A conundrum is something that is surprising and unusual and difficult to explain. Sometimes a conundrum is described as a "riddle." Today's conundrum, according to the media, is the "jobless recovery." Really?
Is it truly difficult to find the reasons why employers have scant interest in adding to their work force? The only folks that find that this is a "conundrum" are folks that are not employers. American employers know perfectly well why hiring new employees is of little interest and could pose a major threat to their company's financial security.
The future of the US is to use labor from outside the country. Why? Is it because wages are low? If that were the case the US would have always "imported" it's labor through outsourcing. Why is "outsourcing" a modern phenomenon? Is this really a conundrum, as the media is fond of asserting? Or, is it simply the logical and predictable outcome of the dramatically increased labor costs imposed by various levels of government on employers that have the temerity to have a work force?

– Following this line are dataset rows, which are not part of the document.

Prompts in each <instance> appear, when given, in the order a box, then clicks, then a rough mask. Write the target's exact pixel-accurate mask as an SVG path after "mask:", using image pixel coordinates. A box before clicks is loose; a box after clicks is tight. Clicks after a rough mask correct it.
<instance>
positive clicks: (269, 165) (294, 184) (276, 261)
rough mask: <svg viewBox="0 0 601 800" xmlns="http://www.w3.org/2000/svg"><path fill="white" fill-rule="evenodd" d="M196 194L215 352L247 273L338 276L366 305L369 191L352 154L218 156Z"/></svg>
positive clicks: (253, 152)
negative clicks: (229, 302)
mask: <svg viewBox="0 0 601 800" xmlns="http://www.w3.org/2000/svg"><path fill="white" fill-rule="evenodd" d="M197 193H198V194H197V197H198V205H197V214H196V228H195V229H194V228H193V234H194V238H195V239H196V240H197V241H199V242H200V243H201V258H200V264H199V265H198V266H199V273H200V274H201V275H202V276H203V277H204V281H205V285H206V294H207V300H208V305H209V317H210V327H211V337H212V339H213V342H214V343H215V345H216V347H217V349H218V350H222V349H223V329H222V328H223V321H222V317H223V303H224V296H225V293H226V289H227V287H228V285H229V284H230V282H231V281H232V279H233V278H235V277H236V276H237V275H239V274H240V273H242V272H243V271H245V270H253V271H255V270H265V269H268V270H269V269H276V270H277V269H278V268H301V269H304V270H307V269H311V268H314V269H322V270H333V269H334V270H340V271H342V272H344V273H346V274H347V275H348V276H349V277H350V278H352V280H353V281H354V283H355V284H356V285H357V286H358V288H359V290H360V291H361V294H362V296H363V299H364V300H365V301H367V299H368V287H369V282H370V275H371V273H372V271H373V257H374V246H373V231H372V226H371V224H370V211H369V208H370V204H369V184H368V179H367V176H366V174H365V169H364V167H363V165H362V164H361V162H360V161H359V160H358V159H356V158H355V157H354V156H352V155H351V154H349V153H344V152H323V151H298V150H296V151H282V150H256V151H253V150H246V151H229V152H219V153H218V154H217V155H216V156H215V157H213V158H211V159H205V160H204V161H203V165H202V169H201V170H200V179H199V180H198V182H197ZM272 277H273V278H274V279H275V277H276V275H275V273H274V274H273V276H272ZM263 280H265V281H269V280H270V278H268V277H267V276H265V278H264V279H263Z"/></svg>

A machine can't sue you. An employee in China or India can't sue you if they don't work for you, but work instead for your subcontractor. You don't have to provide various benefits to an employee in Vietnam or Poland who is providing labor services to a company that provides you with a product. So, why should American companies have any "local" employees at all. That is probably the real "conundrum."
It is not a surprise that we have a jobless recovery. The real surprise would be if American employers got enthusiastic about hiring American workers. Based upon current government policies and existing law, that's not likely to happen.